The hollow core light cage: diffractionless propagation of light in "quasi-air" inside a 3D nano-printed on-chip hollow core device (Conference Presentation)

SCHMIDT, MARKUS A.; BRAUN, AVI; JAIN, CHHAVI; JULIAN GARGIULO; JANG, BUMJOON; LI, GUANGRUI; LEHMANN, HARTMUT; MAIER, STEFAN A.

San Francisco

Conferencia; SPIE OPTO; 2019

SPIE

Optical waveguides represent the key element of integrated planar photonic circuitry having revolutionized many fields of photonics ranging from telecommunications, medicine, environmental science and light generation. However, the use of solid cores imposes limitations on applications that demand controlling strong light-matter interaction within low permittivity media such as gases or liquids, which has triggered substantial interest towards the development of hollow core waveguides.
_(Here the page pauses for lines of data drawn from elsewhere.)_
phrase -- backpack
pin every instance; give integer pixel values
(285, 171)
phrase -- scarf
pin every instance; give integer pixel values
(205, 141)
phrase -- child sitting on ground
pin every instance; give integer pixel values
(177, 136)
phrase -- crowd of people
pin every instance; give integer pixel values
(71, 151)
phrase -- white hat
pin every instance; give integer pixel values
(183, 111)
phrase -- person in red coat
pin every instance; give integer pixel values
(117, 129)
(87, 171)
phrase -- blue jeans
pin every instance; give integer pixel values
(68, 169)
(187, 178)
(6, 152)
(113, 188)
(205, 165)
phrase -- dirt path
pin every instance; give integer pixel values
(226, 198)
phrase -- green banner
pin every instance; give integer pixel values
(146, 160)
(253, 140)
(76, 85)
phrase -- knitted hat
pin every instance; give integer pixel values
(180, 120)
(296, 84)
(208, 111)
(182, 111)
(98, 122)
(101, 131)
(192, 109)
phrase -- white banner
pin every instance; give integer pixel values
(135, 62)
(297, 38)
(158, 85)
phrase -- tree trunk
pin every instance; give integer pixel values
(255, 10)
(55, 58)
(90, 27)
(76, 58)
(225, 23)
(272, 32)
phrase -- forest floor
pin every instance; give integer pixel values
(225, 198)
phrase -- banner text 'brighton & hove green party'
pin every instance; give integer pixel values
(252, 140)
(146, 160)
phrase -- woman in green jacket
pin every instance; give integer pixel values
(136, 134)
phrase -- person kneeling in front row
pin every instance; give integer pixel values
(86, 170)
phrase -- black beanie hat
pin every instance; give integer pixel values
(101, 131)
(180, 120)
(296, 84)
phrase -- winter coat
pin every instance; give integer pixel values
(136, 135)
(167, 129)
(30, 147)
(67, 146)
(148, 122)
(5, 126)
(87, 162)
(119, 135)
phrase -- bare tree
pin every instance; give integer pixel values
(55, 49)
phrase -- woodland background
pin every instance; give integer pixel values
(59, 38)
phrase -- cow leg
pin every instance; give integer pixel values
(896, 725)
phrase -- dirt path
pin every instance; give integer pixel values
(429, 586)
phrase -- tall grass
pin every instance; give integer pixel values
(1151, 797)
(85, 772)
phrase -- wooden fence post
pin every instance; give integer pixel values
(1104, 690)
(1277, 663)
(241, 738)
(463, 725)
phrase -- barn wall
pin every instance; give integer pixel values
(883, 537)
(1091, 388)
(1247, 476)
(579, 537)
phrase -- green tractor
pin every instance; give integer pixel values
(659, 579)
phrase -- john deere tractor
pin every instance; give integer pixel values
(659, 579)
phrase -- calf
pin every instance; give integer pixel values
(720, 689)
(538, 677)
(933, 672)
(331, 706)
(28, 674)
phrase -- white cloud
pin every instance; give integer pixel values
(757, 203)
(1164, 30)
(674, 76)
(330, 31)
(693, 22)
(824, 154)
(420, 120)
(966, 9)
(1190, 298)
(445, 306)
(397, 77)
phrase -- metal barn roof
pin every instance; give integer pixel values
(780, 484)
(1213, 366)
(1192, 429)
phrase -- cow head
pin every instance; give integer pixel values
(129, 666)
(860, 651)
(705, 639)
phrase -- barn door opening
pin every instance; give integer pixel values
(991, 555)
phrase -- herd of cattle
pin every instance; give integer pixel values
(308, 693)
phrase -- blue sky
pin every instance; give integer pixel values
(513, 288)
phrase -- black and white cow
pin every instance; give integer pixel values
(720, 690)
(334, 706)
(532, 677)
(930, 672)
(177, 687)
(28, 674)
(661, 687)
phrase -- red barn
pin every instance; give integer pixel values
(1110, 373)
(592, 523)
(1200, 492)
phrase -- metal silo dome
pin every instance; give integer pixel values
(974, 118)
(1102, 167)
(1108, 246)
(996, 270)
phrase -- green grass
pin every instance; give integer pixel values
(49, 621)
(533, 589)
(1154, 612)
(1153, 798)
Here, we introduce the concept of the on-chip hollow core light cage that consists of free-standing arrays of cylindrical dielectric strands surrounding a central hollow core implemented by 3D nanoprinting. The cage operates by the anti-resonant guidance effect and exhibits extraordinary properties such as (1) diffraction-less propagation in "quasi-air" over more than a centimetre distance within the ultraviolet, visible and near-infrared spectral domains, (2) unique side-wise direct access to the hollow core via open spaces between the strands speeding up gas diffusion times by at least a factor of 10.000, and (3) an extraordinary high fraction of modal fields in the hollow section (> 99.9%). With these properties, the light cage can overcome the limitations of current planar hollow core waveguide technology, allowing unprecedented future on-chip applications within quantum technology, ultrafast spectroscopy, bioanalytics, acousto-optics, optofluidics and nonlinear optics.